Panel Discussion

Background & Significance: Antibiotic treatment failure occurs when bacterial cells survive treatment, which can lead to bacterial infection regrowth after the antibiotics are removed and the surviving cells begin to propagate. This phenomenon can be detrimental for a patient, as they may improve during treatment only for infections to worsen again as these surviving persisters regrow. Persisters are different from resistant cells. Persisters are genetically identical to other cells in the population that die during antibiotic treatment, but they can change their phenotypic responses to tolerate drugs. By comparison, resistant cells are driven by evolution and caused by genetic mutations that allow them to fight against the antibiotic. Single-cell techniques are needed to identify what is happening to these persister cells during antibiotic treatment.

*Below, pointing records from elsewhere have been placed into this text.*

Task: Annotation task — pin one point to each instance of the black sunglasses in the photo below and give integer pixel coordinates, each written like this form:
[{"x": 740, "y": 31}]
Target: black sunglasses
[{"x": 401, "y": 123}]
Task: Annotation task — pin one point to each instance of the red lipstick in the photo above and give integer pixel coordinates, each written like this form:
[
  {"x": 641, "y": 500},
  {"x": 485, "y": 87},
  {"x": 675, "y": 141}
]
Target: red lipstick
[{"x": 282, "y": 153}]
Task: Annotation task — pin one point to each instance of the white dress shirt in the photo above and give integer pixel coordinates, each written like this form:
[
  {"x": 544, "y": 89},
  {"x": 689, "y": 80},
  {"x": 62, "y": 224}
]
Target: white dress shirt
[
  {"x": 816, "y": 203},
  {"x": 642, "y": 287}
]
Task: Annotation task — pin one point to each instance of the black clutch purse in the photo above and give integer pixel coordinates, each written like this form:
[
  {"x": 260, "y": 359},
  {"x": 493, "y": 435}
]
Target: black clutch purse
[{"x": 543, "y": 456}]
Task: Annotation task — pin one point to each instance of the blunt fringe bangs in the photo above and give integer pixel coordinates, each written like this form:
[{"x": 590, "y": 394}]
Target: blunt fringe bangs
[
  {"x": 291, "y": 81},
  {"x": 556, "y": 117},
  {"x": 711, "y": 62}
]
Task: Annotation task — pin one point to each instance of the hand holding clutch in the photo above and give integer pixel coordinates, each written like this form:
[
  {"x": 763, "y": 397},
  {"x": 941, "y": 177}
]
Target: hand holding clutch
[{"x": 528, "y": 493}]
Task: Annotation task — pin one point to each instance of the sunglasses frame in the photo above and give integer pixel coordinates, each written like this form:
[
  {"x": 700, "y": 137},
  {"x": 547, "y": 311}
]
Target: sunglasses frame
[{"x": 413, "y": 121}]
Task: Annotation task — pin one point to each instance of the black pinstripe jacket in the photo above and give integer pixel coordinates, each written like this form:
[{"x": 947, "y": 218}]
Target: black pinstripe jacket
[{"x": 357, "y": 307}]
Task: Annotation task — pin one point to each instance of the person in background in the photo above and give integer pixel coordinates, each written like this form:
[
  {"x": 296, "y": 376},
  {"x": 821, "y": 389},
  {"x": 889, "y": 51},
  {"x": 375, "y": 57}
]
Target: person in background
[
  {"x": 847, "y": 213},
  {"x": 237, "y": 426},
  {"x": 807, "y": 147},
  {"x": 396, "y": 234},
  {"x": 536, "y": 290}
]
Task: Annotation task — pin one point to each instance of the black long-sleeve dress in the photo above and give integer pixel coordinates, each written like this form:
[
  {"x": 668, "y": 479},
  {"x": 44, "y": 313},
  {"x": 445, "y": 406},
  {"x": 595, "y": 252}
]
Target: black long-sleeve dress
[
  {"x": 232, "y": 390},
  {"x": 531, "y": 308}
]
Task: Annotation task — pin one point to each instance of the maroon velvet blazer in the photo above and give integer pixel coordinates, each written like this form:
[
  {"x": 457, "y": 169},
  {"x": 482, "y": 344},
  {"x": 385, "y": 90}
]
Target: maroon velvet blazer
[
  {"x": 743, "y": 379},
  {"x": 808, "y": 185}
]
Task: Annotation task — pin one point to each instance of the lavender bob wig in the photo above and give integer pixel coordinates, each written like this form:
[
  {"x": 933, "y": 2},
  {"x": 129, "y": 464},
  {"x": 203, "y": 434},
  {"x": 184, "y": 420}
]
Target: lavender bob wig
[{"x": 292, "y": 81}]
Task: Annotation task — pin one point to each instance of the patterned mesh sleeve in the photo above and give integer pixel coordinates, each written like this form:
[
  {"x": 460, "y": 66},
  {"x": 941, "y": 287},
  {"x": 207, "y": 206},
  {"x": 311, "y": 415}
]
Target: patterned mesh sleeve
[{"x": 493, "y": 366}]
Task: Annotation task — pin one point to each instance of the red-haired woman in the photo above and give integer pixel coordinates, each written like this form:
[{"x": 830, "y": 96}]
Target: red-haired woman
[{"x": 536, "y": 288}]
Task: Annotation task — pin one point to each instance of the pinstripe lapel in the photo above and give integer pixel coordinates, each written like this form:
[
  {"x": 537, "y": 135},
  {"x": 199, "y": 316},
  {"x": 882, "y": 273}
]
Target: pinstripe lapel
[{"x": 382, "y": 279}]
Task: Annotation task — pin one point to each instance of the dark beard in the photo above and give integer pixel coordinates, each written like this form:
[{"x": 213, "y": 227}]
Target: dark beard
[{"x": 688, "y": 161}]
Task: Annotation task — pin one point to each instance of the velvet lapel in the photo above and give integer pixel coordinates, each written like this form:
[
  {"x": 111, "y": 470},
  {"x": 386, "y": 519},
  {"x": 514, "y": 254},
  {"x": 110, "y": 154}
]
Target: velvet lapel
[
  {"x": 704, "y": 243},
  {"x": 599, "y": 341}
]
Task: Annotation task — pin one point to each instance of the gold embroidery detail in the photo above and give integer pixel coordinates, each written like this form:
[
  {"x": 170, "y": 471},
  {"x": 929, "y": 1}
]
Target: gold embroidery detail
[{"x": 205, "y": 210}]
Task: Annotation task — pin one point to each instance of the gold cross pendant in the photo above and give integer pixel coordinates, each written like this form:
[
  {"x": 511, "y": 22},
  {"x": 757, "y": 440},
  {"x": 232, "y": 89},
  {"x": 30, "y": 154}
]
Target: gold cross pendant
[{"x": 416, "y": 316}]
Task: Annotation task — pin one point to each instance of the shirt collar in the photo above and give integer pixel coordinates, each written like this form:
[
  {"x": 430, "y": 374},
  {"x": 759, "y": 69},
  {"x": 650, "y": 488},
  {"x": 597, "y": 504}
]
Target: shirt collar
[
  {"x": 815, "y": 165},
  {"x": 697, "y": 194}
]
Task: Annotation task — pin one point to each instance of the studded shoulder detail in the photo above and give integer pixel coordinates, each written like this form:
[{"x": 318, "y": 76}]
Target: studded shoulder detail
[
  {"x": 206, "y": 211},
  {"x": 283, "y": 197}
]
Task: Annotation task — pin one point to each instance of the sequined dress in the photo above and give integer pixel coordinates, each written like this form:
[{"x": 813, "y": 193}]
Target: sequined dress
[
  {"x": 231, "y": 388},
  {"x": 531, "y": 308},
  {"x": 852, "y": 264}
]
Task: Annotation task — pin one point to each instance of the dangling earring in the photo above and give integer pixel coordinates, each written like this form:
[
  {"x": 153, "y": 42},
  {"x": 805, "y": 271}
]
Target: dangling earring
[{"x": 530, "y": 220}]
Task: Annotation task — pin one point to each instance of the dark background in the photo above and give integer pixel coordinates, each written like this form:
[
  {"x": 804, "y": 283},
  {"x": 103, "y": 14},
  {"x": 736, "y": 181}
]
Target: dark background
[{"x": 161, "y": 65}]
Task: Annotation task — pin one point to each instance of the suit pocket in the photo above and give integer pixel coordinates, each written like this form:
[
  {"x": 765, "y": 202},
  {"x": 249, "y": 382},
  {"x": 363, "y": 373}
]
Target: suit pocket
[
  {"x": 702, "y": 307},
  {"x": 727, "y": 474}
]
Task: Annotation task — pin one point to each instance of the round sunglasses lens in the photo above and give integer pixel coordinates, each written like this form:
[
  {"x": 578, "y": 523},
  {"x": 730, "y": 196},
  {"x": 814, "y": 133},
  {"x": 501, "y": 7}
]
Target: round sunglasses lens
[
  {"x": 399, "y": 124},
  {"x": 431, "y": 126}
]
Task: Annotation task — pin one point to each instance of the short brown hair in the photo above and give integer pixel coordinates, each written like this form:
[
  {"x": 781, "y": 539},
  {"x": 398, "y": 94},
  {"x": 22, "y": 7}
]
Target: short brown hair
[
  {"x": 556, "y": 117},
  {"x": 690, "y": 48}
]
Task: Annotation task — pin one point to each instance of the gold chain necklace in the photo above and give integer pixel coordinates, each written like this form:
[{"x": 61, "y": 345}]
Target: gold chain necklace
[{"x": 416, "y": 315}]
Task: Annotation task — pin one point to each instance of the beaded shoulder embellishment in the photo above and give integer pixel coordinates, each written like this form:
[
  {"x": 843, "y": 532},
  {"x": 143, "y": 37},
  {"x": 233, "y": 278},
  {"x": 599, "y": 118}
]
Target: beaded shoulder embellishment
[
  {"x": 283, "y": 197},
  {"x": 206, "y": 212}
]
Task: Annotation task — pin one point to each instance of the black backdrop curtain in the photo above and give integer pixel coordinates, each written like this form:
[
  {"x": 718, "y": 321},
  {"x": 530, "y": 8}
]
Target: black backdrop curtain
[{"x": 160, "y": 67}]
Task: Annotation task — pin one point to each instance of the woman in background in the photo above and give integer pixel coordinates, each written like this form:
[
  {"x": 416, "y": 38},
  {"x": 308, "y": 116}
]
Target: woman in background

Methods: In this project, we are engineering two biosensors, one for checking oxidative damage on 8-oxoguanine (8-oxo-G), and another to check for accumulation of Levofloxacin (Levo), our antibiotic of interest. We are generating different designs of the biosensors by site-directed mutagenesis (SDM) and molecular cloning. We are assessing the activity and ligand-sensing ability of these sensors by fluorescence spectroscopy and flow cytometry.

Results: I generated some variants of the original biosensors by SDM. Many of the variants can generate a fluorescent signal, but they can also do so in the absence of the ligands. I am optimizing the sensors to ensure that they are only fluorescent when the ligands are present.

Conclusions: Using these two biosensors in bacteria will enable us to determine if bacterial persisters are experiencing damage from the Levo antibiotic, and to see if Levo is accumulating in the persisters and cells that die.